I am trying to count the numbers/percentages of lymphatic endothelial cells in different mouse adipose tissue depots. These cells are theoretically CD31+CD45-Lyve-1+Podoplanin+, with the expression of the last two markers (Lyve-1 and podoplanin) varying across LECs of different origins. My problem is the difficulty in setting gates and “finding” the cells of interest (which are only a few), due to the “dim” staining of both Lyve-1 and podoplanin and due to the autofluorescence as well. The dim staining (population shift and no clear + and – populations) was also seen using a commercially available LEC cell line for FACS analysis.
I am using a usual collagenase/70μm cell strainer protocol to prepare the single-cell suspension. Fc block is being used. Staining buffer contains 1% FBS as well. Please find the example graphs attached. Take into account that the Alexa488- and Podoplanin-isotypes are single stained (that mean there has been no gating on CD31+, I know it was not the best thing to do…)
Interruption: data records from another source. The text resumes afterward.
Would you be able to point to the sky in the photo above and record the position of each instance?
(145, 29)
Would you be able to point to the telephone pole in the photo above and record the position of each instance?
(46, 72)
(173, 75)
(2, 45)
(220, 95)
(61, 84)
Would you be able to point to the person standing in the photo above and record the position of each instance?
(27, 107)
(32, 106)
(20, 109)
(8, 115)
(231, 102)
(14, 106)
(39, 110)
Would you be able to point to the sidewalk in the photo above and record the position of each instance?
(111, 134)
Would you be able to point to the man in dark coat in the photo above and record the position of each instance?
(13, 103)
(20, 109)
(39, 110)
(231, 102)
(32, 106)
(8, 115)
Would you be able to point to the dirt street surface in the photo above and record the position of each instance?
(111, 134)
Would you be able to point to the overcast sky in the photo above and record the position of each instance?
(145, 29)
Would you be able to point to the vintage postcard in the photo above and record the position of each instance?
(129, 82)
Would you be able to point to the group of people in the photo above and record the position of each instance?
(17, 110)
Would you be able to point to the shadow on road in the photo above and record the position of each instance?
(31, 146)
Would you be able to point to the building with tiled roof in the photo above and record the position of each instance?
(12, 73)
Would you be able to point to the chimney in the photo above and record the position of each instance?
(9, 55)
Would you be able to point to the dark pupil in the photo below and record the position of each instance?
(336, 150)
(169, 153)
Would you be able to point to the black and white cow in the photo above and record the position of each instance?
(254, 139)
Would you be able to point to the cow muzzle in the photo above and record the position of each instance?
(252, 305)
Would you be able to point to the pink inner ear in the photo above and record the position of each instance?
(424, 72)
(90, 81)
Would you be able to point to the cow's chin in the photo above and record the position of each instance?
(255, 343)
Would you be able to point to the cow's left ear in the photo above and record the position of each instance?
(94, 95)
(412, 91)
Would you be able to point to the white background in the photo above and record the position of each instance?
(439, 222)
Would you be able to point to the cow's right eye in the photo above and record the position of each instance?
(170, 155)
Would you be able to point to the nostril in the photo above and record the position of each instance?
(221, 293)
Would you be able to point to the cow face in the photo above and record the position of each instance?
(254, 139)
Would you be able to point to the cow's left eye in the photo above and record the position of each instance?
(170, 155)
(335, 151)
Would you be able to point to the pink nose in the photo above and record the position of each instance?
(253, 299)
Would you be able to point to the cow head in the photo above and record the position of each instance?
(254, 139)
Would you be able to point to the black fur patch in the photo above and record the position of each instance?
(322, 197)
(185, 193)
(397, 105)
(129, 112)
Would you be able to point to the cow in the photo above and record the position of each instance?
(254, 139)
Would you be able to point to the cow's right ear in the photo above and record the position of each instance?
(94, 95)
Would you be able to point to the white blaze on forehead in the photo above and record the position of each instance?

For this experiment Podoplanin-Alexa488, Lyve-1-PE, CD31-APC and 7-AAD were used. I have checked for unspecific binding using isotype controls and this is not my problem (MFI of cells stained with isotype control is the same with the MFI of the internal negative control, i.e. the negative cells in a single stained sample). I have tried setting my negative/positive gates using the isotype controls (although I am aware of the whole discussion in the literature that this is not correct), but this made of course no difference anyway, as I have no significant unspecific binding.
My plan is to try with FMO controls, to improve gating, and CD45, in order to gate on non-leukocytes, and improve my compensation using beads, although I am not sure that it will make a huge difference.